Find \[\int \frac{dx}{x^4 + x^3}; \quad \int \frac{dx}{3 \sin x + \sin^2 x}.\] Evaluate \[\int_0^{2a} \frac{x dx}{\sqrt{(2ax - x^2)}}.\]

1. [(i)] Prove that \[\int_0^a f(x) dx = \int_0^a f(a-x) dx.\] Hence, or otherwise, evaluate the integral \[\int_0^\pi \frac{x \sin x}{1 + \cos^2 x} dx.\]
2. [(ii)] Prove that \[\frac{1}{2} < \int_0^1 \frac{dx}{\sqrt{(4-x^2+x^3)}} < \frac{\pi}{6}.\]

Solve the following equations:

1. [(i)] \(x^2(y^2 - 1) + xy + 1 = 0\),\\ \(y^2 + yz + z^2 = 3\),\\ \(x^2(z^2 - 1) + xz + 1 = 0\).
2. [(ii)] \(\sin 3x = \cos 4x\).

1. [(i)] If all the roots of the equation \(x^3 + px^2 + qx + r^3 = 0\) are positive, show that \(p \leq 3r\) and \(q \geq 3r^2\).
2. [(ii)] The numbers \(a\), \(b\), \(c\) are positive, and $$d = (b + c - a)(c + a - b)(a + b - c).$$ By considering \(d^2\), or otherwise, show that \(d \leq abc\).
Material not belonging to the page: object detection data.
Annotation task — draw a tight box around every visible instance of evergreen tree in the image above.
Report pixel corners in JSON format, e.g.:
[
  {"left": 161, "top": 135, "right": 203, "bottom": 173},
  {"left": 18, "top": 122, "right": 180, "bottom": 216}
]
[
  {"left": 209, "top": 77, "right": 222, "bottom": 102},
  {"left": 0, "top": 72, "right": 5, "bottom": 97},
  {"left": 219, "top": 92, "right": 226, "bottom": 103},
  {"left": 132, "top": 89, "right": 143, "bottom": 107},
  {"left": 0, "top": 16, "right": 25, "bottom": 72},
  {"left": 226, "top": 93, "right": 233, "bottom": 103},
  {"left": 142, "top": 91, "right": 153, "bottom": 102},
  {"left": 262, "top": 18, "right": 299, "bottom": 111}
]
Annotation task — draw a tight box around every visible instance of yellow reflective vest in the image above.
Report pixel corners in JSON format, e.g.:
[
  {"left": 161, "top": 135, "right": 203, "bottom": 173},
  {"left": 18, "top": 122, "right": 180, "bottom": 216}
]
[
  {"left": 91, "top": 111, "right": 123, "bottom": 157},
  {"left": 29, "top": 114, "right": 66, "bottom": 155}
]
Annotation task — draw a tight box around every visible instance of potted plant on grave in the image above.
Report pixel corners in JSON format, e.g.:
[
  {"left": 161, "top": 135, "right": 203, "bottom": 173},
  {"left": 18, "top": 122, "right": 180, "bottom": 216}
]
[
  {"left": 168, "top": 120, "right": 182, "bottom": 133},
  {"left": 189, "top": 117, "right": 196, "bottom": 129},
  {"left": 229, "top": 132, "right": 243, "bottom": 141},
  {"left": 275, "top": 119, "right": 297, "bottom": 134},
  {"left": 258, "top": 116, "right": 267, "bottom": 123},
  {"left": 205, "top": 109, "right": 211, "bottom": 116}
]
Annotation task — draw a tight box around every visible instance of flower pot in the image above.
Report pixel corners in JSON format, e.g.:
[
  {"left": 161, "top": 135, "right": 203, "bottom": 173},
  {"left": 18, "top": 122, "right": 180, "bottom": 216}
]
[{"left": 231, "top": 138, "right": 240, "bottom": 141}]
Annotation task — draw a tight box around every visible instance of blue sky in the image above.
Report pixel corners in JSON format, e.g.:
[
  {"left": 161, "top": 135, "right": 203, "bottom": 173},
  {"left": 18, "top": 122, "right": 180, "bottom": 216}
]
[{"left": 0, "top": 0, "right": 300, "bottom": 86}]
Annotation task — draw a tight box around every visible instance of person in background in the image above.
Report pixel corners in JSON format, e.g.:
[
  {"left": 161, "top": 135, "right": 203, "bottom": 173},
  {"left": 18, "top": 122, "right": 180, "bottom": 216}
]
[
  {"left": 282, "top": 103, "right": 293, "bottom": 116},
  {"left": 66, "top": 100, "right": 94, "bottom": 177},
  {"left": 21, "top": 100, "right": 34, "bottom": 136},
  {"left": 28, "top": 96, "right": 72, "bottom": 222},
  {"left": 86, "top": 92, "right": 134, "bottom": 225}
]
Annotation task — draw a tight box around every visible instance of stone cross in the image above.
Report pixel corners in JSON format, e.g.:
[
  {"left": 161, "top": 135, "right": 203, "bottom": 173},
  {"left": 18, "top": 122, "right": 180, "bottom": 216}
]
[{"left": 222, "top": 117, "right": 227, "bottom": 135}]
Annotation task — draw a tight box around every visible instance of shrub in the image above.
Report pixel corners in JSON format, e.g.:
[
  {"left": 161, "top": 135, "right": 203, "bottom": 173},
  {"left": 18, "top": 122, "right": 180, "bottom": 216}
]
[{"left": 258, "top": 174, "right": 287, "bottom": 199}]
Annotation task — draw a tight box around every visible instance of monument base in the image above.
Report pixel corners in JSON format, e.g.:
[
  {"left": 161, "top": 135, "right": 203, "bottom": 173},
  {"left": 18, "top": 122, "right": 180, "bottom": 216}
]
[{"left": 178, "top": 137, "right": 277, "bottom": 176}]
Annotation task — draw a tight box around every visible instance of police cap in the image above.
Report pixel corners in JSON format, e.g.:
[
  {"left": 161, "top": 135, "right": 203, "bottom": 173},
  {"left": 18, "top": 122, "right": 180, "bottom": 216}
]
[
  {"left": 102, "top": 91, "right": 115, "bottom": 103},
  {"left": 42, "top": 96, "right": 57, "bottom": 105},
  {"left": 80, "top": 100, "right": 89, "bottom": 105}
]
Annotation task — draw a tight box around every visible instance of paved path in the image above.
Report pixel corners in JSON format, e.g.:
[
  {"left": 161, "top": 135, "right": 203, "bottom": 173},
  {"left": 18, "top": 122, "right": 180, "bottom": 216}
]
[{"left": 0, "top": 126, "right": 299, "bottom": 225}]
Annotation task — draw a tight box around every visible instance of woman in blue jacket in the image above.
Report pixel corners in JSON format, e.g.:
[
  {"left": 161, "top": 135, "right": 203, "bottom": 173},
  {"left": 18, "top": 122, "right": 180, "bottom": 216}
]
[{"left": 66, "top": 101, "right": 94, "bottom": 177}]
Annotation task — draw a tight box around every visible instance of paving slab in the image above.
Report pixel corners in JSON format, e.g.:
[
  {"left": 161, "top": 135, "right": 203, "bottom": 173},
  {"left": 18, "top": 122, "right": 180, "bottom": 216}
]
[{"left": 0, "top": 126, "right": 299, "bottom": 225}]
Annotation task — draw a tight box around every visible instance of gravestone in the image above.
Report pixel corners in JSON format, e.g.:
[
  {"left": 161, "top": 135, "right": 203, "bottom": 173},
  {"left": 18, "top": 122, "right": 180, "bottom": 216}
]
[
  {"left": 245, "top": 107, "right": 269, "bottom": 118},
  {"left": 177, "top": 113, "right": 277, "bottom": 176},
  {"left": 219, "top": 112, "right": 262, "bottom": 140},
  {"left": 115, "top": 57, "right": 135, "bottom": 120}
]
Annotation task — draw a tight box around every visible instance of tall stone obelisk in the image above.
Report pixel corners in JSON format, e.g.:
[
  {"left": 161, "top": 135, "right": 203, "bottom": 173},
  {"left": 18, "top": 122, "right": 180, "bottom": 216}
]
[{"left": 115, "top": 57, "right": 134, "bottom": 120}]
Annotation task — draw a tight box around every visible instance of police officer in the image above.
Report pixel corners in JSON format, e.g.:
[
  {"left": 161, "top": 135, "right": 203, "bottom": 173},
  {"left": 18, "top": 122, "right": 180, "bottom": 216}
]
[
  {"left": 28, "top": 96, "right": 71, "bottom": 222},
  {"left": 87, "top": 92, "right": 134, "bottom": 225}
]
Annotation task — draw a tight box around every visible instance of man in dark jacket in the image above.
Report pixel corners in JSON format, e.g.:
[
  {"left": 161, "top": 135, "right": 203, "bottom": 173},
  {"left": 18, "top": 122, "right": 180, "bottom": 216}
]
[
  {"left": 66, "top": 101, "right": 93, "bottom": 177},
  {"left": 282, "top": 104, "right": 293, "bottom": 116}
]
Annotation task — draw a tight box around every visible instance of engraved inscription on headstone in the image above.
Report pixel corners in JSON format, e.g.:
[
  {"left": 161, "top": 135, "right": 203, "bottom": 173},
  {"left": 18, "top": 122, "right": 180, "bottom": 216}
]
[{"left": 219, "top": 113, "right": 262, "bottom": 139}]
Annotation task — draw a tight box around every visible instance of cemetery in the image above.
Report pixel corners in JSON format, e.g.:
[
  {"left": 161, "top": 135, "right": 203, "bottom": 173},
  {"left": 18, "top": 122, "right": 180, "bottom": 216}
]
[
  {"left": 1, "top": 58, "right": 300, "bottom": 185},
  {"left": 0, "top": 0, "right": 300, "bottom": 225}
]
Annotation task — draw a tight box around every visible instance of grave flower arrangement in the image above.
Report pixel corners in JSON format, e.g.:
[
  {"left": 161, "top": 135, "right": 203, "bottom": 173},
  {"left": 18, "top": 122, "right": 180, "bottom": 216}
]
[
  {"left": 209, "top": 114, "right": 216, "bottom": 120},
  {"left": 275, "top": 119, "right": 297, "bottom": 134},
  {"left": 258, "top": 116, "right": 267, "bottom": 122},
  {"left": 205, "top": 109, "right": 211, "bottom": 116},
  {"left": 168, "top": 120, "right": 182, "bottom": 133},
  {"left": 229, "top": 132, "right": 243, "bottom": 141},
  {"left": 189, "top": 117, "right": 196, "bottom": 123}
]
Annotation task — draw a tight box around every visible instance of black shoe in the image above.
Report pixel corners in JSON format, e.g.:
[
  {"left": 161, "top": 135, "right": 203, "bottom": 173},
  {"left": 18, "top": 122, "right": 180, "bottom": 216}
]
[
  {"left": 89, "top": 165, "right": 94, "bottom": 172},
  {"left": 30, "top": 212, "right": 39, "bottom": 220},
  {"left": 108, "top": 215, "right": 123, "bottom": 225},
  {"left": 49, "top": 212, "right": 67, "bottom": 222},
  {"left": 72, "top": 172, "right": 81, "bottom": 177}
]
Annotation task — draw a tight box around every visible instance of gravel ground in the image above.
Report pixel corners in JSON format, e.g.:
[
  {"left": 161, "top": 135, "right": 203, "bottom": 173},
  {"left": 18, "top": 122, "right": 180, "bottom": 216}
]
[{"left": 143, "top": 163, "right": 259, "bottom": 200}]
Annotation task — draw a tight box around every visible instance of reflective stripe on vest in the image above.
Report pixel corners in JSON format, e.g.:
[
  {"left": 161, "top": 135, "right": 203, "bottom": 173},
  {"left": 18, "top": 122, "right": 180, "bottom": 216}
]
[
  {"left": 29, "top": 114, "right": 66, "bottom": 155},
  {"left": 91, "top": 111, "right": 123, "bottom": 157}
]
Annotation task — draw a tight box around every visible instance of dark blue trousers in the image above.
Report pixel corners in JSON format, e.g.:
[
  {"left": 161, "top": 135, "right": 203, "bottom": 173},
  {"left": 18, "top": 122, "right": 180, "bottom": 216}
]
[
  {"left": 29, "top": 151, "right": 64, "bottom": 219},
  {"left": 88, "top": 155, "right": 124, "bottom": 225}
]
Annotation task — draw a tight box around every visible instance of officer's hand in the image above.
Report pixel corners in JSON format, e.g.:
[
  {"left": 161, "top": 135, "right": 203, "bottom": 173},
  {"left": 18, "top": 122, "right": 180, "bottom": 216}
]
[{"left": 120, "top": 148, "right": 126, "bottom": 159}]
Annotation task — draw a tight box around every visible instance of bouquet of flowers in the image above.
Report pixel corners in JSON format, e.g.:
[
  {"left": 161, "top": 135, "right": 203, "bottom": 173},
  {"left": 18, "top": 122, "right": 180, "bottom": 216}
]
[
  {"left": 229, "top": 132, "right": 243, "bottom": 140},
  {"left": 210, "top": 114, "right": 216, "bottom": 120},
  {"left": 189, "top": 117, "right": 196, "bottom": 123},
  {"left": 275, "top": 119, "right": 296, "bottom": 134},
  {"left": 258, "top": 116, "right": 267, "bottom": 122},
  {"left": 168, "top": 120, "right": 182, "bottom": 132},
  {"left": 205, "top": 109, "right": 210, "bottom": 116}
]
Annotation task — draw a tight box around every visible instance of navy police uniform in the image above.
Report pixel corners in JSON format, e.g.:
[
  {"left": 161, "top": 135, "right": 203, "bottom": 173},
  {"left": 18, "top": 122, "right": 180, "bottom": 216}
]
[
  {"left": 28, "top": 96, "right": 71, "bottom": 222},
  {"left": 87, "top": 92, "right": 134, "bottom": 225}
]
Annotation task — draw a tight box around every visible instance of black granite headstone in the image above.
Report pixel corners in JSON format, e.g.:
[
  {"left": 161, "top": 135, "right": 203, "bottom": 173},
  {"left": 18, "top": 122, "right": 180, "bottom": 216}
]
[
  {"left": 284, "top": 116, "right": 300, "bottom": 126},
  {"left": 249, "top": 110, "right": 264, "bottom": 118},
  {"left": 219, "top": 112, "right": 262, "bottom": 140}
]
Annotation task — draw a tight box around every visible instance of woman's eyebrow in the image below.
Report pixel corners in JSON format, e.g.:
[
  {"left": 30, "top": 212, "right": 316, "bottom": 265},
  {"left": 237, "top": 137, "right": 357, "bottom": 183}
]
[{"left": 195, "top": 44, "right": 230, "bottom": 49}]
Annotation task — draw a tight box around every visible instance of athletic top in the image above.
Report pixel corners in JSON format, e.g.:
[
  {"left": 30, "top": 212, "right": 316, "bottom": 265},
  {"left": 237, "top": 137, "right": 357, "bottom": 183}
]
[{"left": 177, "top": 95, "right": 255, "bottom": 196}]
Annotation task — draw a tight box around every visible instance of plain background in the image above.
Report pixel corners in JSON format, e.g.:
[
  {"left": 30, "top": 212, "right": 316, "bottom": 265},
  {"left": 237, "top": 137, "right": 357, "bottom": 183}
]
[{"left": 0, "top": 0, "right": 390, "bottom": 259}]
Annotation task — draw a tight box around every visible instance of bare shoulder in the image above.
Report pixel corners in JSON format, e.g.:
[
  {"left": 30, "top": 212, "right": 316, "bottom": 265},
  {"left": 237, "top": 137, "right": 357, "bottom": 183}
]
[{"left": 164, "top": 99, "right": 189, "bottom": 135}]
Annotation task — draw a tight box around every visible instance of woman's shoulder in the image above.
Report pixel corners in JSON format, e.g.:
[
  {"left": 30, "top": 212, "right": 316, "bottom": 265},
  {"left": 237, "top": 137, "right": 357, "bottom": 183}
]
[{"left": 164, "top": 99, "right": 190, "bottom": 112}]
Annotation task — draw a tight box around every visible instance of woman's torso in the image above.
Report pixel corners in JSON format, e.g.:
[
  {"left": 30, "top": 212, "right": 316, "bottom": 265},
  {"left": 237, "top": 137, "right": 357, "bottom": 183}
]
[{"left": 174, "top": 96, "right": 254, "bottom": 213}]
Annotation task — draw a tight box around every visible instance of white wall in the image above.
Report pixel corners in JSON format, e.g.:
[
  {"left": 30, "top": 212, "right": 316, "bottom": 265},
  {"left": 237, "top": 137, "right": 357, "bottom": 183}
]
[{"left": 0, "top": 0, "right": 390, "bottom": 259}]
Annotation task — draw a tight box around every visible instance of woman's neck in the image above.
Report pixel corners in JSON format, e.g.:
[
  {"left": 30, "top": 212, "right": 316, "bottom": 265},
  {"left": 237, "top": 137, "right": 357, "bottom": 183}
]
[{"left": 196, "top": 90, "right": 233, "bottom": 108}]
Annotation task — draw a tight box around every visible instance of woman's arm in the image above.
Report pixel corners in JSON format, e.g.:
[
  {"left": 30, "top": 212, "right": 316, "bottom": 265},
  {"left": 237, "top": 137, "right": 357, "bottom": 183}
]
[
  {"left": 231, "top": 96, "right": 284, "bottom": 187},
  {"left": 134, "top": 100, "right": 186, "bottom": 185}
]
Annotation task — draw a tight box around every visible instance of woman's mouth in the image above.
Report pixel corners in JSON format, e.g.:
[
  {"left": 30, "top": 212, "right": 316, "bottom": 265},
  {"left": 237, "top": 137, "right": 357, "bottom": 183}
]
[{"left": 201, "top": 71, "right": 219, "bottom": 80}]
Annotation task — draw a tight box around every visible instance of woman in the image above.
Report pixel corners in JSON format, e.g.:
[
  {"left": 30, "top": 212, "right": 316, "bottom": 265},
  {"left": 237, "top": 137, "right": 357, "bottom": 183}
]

If \((1 + x)^n = a_0 + a_1 x + \ldots + a_n x^n\), find

1. [(i)] \(\sum_{r=0}^{r=n} \frac{(-1)^r a_r}{r + 1}\),
2. [(ii)] \(\sum_{r=0}^{r=n-k} a_r a_{r+k}\).

If further, \(n\) is of the form \(4m + 2\), find $$a_1 - a_3 + a_5 - \ldots + a_{n-1}.$$

If $$f(a, b) = \sum_{n=1}^{\infty} \frac{1}{n^2 + an + b},$$ show that $$f(a + \beta, a\beta) = \frac{1}{\beta - a} \left( \frac{1}{a + 1} + \frac{1}{a + 2} + \ldots + \frac{1}{\beta} \right)$$ whenever \(\beta - a\) is a positive integer and \(a\) is not a negative integer. Evaluate \(f(-\frac{1}{2}, 0)\).